'Bumpy Road' Toward Afghan Peace As Taliban Resumes Offensive After Deal

The US-brokered peace agreement has hit its first speed bump since leaders signed it on Saturday.

The Taliban says it will resume its offensive against Afghan security forces, days after the group signed a historic peace deal with the United States in Qatar. 

A spokesman says a truce with foreign troops will continue, but Afghan forces would come under attack until Taliban prisoners were released.  

Under Saturday's agreement, the group promised not to allow Al-Qaeda or any other extremist group to operate in the areas they control.

"They will be killing terrorists," said US President Donald Trump on the day of the deal.

"They will keep that fight going.

"We've had tremendous success in Afghanistan and the killing of terrorists. But it's time after all these years to go and to bring our people back home."

However, a timeline for a prisoner swap was also detailed – 5,000 Taliban prisoners and 1,000 Afghan security force prisoners to be exchanged by 10 March.

This timeline has been rejected by Afghanistan's President, Ashraf Ghani.

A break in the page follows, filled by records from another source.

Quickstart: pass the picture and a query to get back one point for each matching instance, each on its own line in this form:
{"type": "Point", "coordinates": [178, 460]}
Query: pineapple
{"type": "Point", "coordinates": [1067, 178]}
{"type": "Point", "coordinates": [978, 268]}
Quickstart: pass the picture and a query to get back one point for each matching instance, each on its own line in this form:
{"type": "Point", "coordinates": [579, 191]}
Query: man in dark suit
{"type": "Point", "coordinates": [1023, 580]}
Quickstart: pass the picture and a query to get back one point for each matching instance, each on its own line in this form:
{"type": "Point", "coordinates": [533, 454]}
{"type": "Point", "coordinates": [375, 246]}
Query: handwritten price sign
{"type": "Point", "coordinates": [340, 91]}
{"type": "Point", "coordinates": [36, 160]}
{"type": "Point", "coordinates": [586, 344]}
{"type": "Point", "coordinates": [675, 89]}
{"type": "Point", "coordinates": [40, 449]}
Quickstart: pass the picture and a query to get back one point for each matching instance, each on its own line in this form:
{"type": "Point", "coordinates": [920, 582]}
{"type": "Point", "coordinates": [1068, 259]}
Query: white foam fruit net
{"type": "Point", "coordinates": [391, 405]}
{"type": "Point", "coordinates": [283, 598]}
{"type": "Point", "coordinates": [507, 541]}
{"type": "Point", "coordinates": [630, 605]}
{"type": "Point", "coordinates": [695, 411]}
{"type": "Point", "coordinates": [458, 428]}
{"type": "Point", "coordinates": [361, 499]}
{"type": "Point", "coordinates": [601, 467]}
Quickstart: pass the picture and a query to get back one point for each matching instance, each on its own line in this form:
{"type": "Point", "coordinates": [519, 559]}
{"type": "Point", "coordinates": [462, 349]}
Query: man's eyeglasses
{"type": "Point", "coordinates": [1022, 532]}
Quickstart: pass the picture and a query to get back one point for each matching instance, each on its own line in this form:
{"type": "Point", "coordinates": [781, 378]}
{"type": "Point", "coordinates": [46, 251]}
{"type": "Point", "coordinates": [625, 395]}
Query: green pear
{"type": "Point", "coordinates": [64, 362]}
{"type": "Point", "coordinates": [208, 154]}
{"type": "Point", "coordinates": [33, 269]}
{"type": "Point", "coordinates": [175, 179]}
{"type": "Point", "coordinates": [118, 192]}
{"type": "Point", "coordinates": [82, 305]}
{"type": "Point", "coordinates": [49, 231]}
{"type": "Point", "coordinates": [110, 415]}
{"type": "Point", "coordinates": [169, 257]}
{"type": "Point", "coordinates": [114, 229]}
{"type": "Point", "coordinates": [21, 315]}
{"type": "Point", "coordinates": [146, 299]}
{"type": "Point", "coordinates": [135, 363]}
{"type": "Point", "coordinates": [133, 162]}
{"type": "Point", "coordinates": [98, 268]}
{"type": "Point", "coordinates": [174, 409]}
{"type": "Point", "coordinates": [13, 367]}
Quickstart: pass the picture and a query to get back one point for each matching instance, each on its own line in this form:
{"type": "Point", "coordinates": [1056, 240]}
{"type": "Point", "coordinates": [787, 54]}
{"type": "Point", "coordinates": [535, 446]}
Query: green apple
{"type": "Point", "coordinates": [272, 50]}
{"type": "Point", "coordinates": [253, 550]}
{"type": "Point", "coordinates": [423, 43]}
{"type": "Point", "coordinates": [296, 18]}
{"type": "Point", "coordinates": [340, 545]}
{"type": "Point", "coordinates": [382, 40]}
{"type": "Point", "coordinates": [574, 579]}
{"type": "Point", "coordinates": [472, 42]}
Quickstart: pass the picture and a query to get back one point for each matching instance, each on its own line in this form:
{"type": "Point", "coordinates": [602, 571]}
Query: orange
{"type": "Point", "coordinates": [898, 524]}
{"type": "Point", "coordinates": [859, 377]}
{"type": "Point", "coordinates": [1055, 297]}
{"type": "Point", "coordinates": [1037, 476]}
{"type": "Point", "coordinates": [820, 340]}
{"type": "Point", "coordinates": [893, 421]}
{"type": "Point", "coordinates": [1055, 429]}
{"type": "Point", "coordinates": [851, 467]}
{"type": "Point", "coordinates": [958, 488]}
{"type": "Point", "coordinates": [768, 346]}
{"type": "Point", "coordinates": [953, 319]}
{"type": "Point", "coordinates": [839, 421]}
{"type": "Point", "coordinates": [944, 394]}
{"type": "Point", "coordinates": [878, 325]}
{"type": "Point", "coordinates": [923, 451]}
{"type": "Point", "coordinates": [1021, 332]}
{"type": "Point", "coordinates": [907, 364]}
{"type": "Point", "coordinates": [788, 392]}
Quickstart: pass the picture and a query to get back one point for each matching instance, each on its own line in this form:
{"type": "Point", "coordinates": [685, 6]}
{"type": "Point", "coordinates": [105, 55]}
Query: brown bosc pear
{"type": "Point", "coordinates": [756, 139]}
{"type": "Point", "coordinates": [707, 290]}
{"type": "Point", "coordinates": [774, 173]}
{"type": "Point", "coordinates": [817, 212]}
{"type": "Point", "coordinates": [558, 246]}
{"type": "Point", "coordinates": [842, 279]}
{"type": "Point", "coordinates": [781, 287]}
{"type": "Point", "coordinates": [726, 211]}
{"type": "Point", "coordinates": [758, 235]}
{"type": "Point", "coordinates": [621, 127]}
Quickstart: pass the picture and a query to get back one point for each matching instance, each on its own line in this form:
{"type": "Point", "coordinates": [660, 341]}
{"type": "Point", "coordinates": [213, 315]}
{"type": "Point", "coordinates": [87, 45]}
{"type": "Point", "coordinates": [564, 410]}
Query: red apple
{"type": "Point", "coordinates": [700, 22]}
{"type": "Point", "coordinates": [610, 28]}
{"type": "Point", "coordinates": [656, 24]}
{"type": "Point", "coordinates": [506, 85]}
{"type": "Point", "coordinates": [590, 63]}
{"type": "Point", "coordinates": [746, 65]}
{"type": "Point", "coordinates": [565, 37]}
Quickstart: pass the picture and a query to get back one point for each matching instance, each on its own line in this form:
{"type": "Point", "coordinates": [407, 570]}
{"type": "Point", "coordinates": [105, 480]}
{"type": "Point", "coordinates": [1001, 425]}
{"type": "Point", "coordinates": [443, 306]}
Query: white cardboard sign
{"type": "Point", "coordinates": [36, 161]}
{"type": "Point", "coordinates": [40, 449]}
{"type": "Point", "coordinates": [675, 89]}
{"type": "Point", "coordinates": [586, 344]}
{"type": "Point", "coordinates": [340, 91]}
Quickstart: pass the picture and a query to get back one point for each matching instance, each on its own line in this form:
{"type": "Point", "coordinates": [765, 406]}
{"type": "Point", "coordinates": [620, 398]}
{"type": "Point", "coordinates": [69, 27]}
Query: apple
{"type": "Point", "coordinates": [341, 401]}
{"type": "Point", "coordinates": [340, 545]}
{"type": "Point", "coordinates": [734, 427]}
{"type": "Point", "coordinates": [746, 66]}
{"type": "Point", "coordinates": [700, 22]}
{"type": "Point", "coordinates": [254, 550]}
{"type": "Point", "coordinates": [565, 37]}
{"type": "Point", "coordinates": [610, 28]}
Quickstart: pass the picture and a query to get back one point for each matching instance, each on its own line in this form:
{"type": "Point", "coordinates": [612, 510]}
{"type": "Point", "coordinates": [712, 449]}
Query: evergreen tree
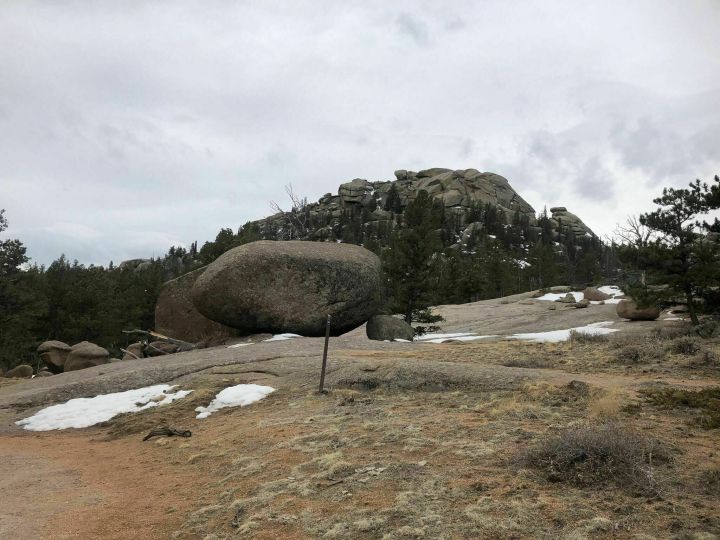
{"type": "Point", "coordinates": [678, 258]}
{"type": "Point", "coordinates": [408, 262]}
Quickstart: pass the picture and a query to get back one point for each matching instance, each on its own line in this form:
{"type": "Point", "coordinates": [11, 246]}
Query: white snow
{"type": "Point", "coordinates": [552, 297]}
{"type": "Point", "coordinates": [612, 290]}
{"type": "Point", "coordinates": [555, 336]}
{"type": "Point", "coordinates": [552, 336]}
{"type": "Point", "coordinates": [235, 396]}
{"type": "Point", "coordinates": [282, 337]}
{"type": "Point", "coordinates": [85, 412]}
{"type": "Point", "coordinates": [442, 338]}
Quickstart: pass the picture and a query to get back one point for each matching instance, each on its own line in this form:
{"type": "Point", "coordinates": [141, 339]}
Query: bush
{"type": "Point", "coordinates": [685, 345]}
{"type": "Point", "coordinates": [599, 455]}
{"type": "Point", "coordinates": [649, 351]}
{"type": "Point", "coordinates": [705, 401]}
{"type": "Point", "coordinates": [587, 339]}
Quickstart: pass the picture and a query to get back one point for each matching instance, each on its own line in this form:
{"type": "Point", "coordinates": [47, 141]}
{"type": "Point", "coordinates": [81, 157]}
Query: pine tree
{"type": "Point", "coordinates": [409, 260]}
{"type": "Point", "coordinates": [678, 258]}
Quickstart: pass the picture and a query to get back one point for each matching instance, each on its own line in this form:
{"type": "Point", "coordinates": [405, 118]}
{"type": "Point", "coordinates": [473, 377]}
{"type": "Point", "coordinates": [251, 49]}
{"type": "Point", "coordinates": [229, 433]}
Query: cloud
{"type": "Point", "coordinates": [413, 27]}
{"type": "Point", "coordinates": [153, 124]}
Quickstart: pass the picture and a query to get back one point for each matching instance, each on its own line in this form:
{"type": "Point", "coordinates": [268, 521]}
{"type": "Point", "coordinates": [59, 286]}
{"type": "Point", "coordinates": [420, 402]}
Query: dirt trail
{"type": "Point", "coordinates": [70, 485]}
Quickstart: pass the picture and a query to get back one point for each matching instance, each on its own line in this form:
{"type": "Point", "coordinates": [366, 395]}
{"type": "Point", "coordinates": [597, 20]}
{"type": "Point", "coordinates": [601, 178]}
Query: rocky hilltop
{"type": "Point", "coordinates": [462, 193]}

Hitting the first speedbump on the way to Afghan peace after just a matter of days, the United States has remained committed to cutting its troop levels to 8,600 from almost 13,000 within 135 days of signing.

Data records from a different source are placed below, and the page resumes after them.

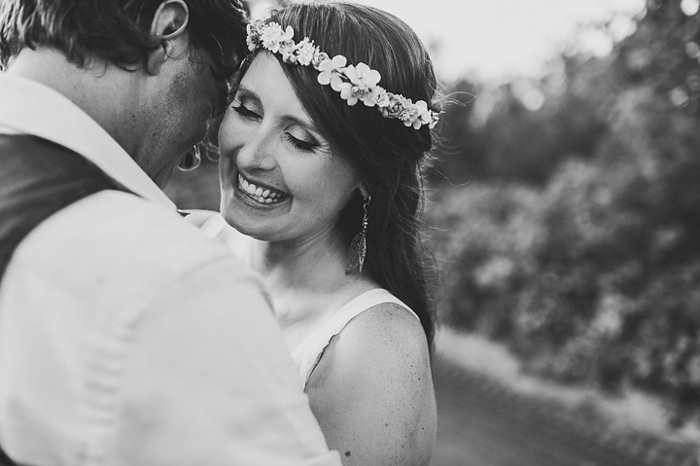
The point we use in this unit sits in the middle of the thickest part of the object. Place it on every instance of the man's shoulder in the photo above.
(113, 230)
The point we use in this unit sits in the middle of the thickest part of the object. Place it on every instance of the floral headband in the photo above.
(354, 82)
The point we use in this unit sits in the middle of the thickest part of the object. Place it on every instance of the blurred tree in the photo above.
(592, 274)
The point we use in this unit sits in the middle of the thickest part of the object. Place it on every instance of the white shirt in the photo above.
(129, 338)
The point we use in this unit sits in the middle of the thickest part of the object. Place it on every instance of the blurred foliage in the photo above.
(571, 231)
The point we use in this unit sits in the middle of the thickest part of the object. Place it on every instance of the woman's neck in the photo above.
(307, 280)
(314, 264)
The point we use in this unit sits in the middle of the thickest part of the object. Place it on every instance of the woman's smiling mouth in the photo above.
(263, 195)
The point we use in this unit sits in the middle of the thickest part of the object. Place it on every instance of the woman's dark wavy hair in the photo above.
(388, 155)
(117, 31)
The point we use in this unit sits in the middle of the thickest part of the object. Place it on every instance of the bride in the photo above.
(320, 158)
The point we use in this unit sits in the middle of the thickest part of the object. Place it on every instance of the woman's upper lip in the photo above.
(258, 183)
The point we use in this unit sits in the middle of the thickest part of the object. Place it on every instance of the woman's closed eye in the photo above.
(244, 111)
(302, 144)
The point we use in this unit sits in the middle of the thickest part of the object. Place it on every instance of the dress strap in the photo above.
(307, 354)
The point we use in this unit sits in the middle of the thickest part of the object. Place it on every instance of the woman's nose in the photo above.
(257, 151)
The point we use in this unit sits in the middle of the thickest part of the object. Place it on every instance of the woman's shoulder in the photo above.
(389, 330)
(200, 217)
(378, 371)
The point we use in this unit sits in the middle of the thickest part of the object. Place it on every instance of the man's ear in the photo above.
(363, 190)
(169, 23)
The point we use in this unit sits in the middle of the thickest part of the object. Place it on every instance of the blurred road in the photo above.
(480, 425)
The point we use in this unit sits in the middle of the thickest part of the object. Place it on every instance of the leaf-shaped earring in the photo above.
(190, 160)
(358, 246)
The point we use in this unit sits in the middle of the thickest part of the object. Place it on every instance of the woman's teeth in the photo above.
(262, 195)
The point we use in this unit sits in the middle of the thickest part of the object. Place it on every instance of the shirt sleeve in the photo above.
(207, 380)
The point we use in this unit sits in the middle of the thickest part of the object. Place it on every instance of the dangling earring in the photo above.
(190, 160)
(358, 246)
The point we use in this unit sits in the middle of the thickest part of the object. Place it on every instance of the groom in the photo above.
(126, 336)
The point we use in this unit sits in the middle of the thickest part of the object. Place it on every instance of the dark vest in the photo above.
(37, 179)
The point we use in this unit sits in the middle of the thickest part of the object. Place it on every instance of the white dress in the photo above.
(307, 354)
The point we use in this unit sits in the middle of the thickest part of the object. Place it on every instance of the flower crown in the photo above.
(354, 82)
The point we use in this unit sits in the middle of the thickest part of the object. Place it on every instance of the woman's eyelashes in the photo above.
(243, 111)
(303, 145)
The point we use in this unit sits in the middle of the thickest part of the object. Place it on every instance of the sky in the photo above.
(495, 40)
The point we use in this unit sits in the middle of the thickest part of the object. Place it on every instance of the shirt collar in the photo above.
(28, 107)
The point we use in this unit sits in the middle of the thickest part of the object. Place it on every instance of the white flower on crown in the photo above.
(330, 72)
(272, 36)
(354, 82)
(305, 52)
(362, 85)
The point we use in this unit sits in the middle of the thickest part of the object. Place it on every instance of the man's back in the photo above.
(126, 337)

US Defense Secretary Mark Esper said the withdrawal will continue "in good faith", but warned the process will be a "long, windy, bumpy road".

President of Afghanistan Ashraf Ghani and Defense Secretary Mark Esper speak at the US-Afghanistan Joint Declaration Announcement in Kabul, Afghanistan on Saturday (Picture US Department of Defense).

Speaking at a Pentagon news conference yesterday, Mr Esper said he was not sure if the drawback had begun, but added it must start within 10 days of the US-Taliban peace agreement.

Washington expects a continued state of reduced violence from the Taliban in the coming days, similar to a week-long phase in the build-up to the deal.

"This is going to be a long, windy, bumpy road. There will be ups and downs, and we'll and stop and start," said Mr Esper.

Meanwhile, General Mark Milley, chairman of the Joint Chiefs of Staff, said there is no expectation that violence in Afghanistan will "go to zero" quickly.

"A negotiated political settlement is the only responsible way to end the war in Afghanistan," Gen Milley added.

The Taliban military commission on Monday issued an order to its fighters on the ground to resume attacks against Afghan forces and the "Kabul puppet administration", but not against foreigners.

The UK has nearly 1,000 troops working in the Middle Eastern country, where they are training, advising and assisting local military and security forces.

"I'd imagine that would continue, but the Taliban have always said they want all foreign troops outside the country," said Sir William Patey, British Ambassador to Afghanistan from 2010 to 2012.

He added that he believes the support role of UK forces could be on the negotiation table in the future. 

The US has also promised to also lift sanctions against the Taliban and work with the United Nations in order to remove its separate sanctions against the Islamist group.

Talks between the Afghan government and the Taliban are due to follow later this month.